Завязать куда легче, если с тобой случилось что-то шокирующее, меняющее твою жизнь, наполняющее ее новым смыслом. В этом отношении она всегда верила, что бросила не из-за рехаба, а из-за Макса. Жизнь, здоровье, будущее этого ребенка были так ошеломляюще императивны, что не шли ни в какое сравнение с жалкой заместительной терапией. Сейчас все было иначе. Данное Мартину обещание тяготило пониманием справедливости и разумности, но ничего не пришло, чтобы прикрыть брешь в чувстве собственной значимости, ценности и важности. После лет изматывающего труда и адреналиновой гонки эту брешь не заткнуть чтением детских книжек на ночь и походом в зоопарк. Смысл жизни стремительно сокращался до одной страны, одного города, одного дома, одной комнаты и единственного стула, на котором Миша сидела, рассматривая в зеркале свое отражение. Она так и состарится здесь в этом доме, на этом стуле, перед этим зеркалом. С ней больше ничего никогда не случится. В отражении воображение накидывало на лицо все глубже проступающие морщины, выбеливало глаза, волосы, кожу, и эта перемена была ужасающей в статичности позы и синего домашнего шелка.

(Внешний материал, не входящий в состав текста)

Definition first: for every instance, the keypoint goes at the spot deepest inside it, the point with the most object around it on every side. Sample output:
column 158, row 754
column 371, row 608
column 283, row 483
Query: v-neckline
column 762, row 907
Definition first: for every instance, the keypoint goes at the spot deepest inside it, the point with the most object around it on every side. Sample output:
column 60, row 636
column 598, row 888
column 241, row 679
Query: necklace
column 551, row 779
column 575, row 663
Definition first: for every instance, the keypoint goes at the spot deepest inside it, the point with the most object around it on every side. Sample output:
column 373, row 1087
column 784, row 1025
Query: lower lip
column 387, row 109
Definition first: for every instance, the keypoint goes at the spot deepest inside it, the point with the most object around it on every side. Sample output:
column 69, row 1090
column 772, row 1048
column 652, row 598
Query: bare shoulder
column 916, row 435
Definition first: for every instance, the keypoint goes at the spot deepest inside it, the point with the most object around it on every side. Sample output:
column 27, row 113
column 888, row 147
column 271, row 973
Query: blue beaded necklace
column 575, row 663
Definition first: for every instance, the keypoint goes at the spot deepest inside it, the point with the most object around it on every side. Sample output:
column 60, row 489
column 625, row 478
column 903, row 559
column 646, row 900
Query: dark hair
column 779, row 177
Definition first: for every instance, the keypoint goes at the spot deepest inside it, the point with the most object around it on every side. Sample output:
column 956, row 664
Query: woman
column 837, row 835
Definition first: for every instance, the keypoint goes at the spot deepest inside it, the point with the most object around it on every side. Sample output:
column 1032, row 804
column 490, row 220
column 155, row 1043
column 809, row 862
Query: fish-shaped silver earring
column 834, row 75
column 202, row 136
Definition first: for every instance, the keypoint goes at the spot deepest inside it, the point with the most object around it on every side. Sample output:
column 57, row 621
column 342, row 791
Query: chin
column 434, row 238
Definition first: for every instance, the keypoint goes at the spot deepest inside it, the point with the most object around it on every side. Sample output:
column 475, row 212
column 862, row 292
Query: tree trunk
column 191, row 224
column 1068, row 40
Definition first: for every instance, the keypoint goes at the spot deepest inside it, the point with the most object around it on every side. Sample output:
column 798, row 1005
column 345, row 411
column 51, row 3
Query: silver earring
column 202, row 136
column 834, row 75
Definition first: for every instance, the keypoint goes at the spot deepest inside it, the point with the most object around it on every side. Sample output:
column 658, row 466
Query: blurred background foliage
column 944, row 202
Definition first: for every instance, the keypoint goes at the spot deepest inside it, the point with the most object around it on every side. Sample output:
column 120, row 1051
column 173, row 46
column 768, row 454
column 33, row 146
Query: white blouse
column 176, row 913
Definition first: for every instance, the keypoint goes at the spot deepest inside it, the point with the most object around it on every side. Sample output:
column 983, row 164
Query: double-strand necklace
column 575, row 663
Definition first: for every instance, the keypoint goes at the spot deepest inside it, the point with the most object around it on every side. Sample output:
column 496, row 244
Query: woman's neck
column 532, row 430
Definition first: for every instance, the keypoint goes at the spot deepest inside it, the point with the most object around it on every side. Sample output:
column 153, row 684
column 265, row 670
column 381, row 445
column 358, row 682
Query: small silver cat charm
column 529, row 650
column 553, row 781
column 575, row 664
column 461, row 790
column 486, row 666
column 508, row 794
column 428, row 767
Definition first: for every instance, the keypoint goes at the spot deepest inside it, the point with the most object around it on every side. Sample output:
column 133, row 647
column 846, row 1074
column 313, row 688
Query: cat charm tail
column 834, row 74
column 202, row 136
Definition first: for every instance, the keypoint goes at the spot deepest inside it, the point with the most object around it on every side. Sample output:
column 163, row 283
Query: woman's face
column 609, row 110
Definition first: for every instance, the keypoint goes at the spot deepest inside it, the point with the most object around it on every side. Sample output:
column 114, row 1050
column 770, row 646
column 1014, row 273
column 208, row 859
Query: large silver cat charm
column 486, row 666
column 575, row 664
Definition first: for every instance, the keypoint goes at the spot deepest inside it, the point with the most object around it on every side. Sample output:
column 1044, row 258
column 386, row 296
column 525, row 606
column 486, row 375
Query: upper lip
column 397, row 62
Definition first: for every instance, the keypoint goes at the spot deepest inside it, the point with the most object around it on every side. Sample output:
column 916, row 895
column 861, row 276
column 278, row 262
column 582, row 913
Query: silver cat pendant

Скоро Юль поймет, что ему совсем не за что больше ее любить. Что ему нечем гордиться в ней. Что она скучная. Что она – обуза. Жизнь завершалась. Здесь и сейчас. Дети спят, Мартин придет утром, ноут уже погас. Миша выкинула на ладонь пару таблеток из пластиковой тубы и запила их мартини. Так сходили с ума валиумные домохозяйки в 50-х: всегда улыбчивые, с готовым ужином и причесанными детьми. В этом даже был свой ретро-шарм.
Каждая пара таблеток уже неделю была последней. И эти - последние. Все кончено. Туба уселась на столешницу рядом с пудрой.